Politiker sind Stars. Sie werden erkannt, umringt, bevorzugt behandelt und auch lange nach ihrem Ausscheiden aus dem Amt nicht vergessen. Und doch ist unser Wissen um das Leben, die Kultur an der politischen Spitze mehr von Mythen und Ahnungen durchzogen denn aus Anschauung informiert.
Der renommierte Journalist und Publizist Nils Minkmar begleitet fast ein Jahr lang einen Protagonisten der hohen Politik, Peer Steinbrück, durch den Wahlkampf und hat exklusiven Zugang zu wichtigen Terminen und Besprechungen.

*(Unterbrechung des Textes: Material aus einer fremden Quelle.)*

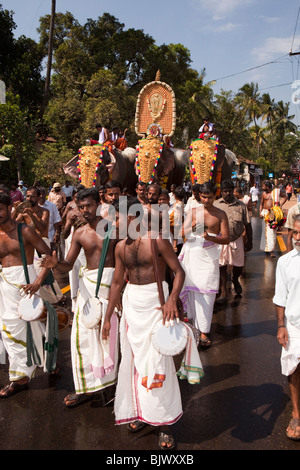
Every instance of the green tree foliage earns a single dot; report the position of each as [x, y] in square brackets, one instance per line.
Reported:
[49, 166]
[98, 70]
[17, 137]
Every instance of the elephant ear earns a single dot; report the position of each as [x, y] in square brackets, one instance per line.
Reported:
[147, 158]
[203, 157]
[90, 159]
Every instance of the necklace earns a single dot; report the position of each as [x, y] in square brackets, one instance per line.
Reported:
[134, 249]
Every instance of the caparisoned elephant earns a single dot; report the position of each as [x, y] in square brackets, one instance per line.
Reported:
[210, 160]
[156, 162]
[95, 166]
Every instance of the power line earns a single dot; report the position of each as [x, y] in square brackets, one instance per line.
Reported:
[295, 30]
[275, 86]
[252, 68]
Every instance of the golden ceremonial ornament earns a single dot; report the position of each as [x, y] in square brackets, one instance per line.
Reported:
[203, 155]
[155, 117]
[156, 106]
[89, 158]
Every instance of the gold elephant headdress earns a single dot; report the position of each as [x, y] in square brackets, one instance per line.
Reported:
[155, 117]
[203, 155]
[89, 158]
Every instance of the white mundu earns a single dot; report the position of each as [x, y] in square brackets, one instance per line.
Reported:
[94, 363]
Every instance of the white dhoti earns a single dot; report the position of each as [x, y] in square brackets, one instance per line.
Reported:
[50, 293]
[13, 328]
[200, 261]
[148, 388]
[233, 254]
[94, 363]
[290, 357]
[74, 273]
[268, 235]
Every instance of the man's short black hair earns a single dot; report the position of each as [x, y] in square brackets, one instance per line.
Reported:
[114, 184]
[88, 192]
[34, 188]
[179, 192]
[196, 188]
[208, 187]
[227, 184]
[5, 199]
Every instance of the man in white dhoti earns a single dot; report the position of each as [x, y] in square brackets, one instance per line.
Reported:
[233, 254]
[269, 198]
[147, 389]
[206, 230]
[286, 299]
[25, 351]
[94, 364]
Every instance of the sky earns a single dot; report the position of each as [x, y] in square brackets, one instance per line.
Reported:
[235, 41]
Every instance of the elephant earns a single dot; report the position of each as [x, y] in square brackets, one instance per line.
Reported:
[157, 162]
[210, 160]
[95, 166]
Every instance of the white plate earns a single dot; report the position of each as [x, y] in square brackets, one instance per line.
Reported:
[92, 312]
[170, 340]
[31, 308]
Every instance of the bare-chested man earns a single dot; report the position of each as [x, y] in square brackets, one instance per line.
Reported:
[12, 278]
[35, 216]
[92, 370]
[270, 197]
[147, 389]
[206, 229]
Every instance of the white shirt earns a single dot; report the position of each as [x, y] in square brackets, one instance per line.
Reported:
[287, 286]
[68, 190]
[254, 193]
[101, 138]
[191, 203]
[54, 217]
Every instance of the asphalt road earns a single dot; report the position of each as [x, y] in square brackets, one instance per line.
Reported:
[242, 402]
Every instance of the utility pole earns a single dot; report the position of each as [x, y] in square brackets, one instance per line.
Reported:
[49, 63]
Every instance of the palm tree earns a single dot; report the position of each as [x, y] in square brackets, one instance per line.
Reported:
[283, 122]
[269, 113]
[249, 99]
[259, 135]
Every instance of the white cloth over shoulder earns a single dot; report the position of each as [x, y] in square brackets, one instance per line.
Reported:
[94, 362]
[290, 357]
[268, 235]
[13, 328]
[200, 260]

So gelingt ihm eine unvergleichliche Innenansicht des politischen Systems in Deutschland. Darüber hinaus schildert Nils Minkmar eindrucksvoll die Dynamik der Medien, den Betrieb der sozialen Netzwerke, die Reaktionen des Publikums und den größeren historischen Kontext des Wahlkampfs im wirtschaftlich stärksten Land Europas.

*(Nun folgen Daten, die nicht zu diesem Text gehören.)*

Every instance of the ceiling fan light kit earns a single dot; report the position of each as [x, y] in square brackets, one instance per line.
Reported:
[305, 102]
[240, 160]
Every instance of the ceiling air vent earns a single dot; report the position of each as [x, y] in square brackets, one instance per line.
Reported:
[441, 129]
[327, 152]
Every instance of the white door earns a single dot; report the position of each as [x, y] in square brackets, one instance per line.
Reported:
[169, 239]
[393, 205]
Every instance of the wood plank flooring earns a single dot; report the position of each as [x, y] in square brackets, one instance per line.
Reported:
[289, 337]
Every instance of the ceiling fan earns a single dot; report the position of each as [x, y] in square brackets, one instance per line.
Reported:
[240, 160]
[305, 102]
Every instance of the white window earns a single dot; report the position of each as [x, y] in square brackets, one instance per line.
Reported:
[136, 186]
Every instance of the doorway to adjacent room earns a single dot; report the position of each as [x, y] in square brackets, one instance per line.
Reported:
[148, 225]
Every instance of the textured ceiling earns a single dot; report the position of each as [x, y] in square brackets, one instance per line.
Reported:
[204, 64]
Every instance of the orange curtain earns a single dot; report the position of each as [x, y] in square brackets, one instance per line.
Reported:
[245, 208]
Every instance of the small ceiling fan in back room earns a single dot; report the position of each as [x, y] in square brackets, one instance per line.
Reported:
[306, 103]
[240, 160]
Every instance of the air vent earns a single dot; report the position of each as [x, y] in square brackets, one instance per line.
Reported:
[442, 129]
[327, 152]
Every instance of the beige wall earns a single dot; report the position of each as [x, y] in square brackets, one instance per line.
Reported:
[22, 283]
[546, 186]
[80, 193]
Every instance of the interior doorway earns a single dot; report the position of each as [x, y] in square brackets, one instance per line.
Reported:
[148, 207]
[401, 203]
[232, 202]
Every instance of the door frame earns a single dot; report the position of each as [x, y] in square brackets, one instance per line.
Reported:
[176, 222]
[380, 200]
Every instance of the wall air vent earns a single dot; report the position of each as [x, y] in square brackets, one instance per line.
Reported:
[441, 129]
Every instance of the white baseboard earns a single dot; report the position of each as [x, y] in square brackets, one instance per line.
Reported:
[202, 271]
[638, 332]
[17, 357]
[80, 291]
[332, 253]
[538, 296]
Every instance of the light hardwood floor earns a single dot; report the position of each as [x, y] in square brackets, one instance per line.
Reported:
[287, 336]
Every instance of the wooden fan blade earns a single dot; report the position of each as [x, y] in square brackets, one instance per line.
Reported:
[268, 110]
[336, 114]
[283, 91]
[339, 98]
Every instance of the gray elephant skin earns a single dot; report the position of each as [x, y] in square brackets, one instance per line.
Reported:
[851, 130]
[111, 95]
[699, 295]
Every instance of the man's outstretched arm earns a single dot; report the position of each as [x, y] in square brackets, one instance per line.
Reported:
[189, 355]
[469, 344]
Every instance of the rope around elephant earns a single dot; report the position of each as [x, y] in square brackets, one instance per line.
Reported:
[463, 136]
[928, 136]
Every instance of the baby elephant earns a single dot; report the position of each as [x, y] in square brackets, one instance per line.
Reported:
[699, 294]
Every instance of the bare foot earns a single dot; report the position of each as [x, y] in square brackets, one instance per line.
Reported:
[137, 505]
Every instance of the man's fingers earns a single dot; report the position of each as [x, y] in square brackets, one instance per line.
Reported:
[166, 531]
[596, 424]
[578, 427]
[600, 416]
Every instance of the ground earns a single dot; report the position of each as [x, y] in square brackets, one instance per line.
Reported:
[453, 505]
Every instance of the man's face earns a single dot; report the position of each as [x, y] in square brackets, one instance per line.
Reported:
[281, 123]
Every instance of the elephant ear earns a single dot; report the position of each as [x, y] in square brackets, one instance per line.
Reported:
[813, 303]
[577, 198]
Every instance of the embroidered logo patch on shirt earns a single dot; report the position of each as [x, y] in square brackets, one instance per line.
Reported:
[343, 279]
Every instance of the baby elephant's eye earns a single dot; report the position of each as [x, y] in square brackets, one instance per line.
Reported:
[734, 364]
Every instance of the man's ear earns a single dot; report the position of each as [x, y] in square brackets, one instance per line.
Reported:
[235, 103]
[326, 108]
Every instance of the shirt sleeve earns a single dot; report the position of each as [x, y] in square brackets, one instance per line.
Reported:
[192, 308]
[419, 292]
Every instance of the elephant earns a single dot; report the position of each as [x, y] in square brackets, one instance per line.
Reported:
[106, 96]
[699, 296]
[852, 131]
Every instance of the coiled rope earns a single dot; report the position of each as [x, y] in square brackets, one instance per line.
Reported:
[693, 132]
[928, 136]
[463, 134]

"Nils Minkmar ist ein hervorragender Stilist. Und als scharfsinniger Beobachterentschlüsselt er mit seinem Buch für uns ein rätselhaftes Deutschland."
Ulrich Wickert über 'Mit dem Kopf durch die Welt'
Autorenporträt
Minkmar, Nils
Nils Minkmar,1966 in Saarbrücken geboren, besitzt einen deutschen und einen französischen Pass. Während des Studiums an der Universität des Saarlandes amtierte er zwei Semester als AStA-Präsident. 1996 promovierte er in Neuer Geschichte und wurde Redakteur der ZDF-Sendung 'Willemsens Woche' in Hamburg. Nach der Einstellung der Sendung folgte eine Phase als freier Journalist und Redakteur der 'Zeit'; seit Juli 2001 Redakteur im Feuilleton der 'Frankfurter Allgemeinen Sonntagszeitung', seit 2012 Feuilletonchef der 'Frankfurter Allgemeinen Zeitung'. Nils Minkmar wurde 2012 als Kulturjournalist des Jahres ausgezeichnet. Seit Mai 2015 schreibt er für den 'Spiegel'.Literaturpreise:Kulturjournalist des Jahres 2012
Rezensionen

Süddeutsche Zeitung - Rezension
Süddeutsche Zeitung | Besprechung von 17.12.2013

Erschöpft und traumverloren
Ein Buch wie aus einer fremden Zeit. Nils Minkmar hat im Wahlkampf 2013 den SPD-Kandidaten
Peer Steinbrück begleitet, sein Buch „Der Zirkus“ verspricht Einblicke ins „Innerste der Politik“
VON FRITZ GÖTTLER
Einmal fängt der Kandidat zu blättern an, beim allerersten Vorgespräch, in dem das Projekt skizziert wird, ein Buch aus nächster Nähe über den Wahlkampf von Peer Steinbrück im Jahr 2013. Willy-Brandt-Haus, fünfter Stock, die Vorstandsetage, „demonstrative Karg- und Biederkeit“. Der Autor Nils Minkmar, Feuilletonchef der FAZ, hat Bücher mitgebracht über andere Kampagnen, höchstliterarisch, „Frühmorgens, abends oder nachts“ von Yasmina Reza, über Sarkozy, und das „Tagebuch einer Schnecke“ von Günter Grass, sein Einsatz im Wahlkampf für Willy Brandt, 1972. In diesem Buch blättert Peer Steinbrück, und findet auch gleich, was er sucht, Seite 32, „Später mal, Franz . . .“, das Gedicht an den Sohn. Es geht darin um einen Moment der Müdig- und Mutlosigkeit, alles geht schief, man verliert den Glauben, wie wird es weitergehen. „Wenn du . . . für immer aufgegeben hast“, liest Steinbrück, „dann – Fränzeken – nach einer Pause, die lang genug ist, um peinlich genannt zu werden, dann stehe auf und beginne dich zu bewegen, dich vorwärts zu bewegen.“ Steinbrück rezitiert das ganze Gedicht, als hätte er eine Vorahnung, wie sehr es seinen eigenen Werdegang die kommenden Monate beschwört, eine Kampagne, in der es nicht um Ziele geht, sondern darum, in Bewegung zu bleiben. „Das ist ein Erlebnis.“
  Die Latte ist hoch gelegt, und es gibt eine Seelenverwandtschaft zwischen Steinbrück und seinem Autor. Die Wochen der Wahlkampftour haben es den beiden dann ziemlich schwer gemacht. Nils Minkmar leidet mit, wenn sein Kandidat zerrupft und demontiert wird, der vielen peinlichen, lächerlichen Pannen wegen, die ihm anhaften: die Putzfrauenaffäre, die Frage, was einem Bundeskanzler als angemessenes Salär zusteht, schließlich der Stinkefinger auf dem Titelblatt des SZMagazins.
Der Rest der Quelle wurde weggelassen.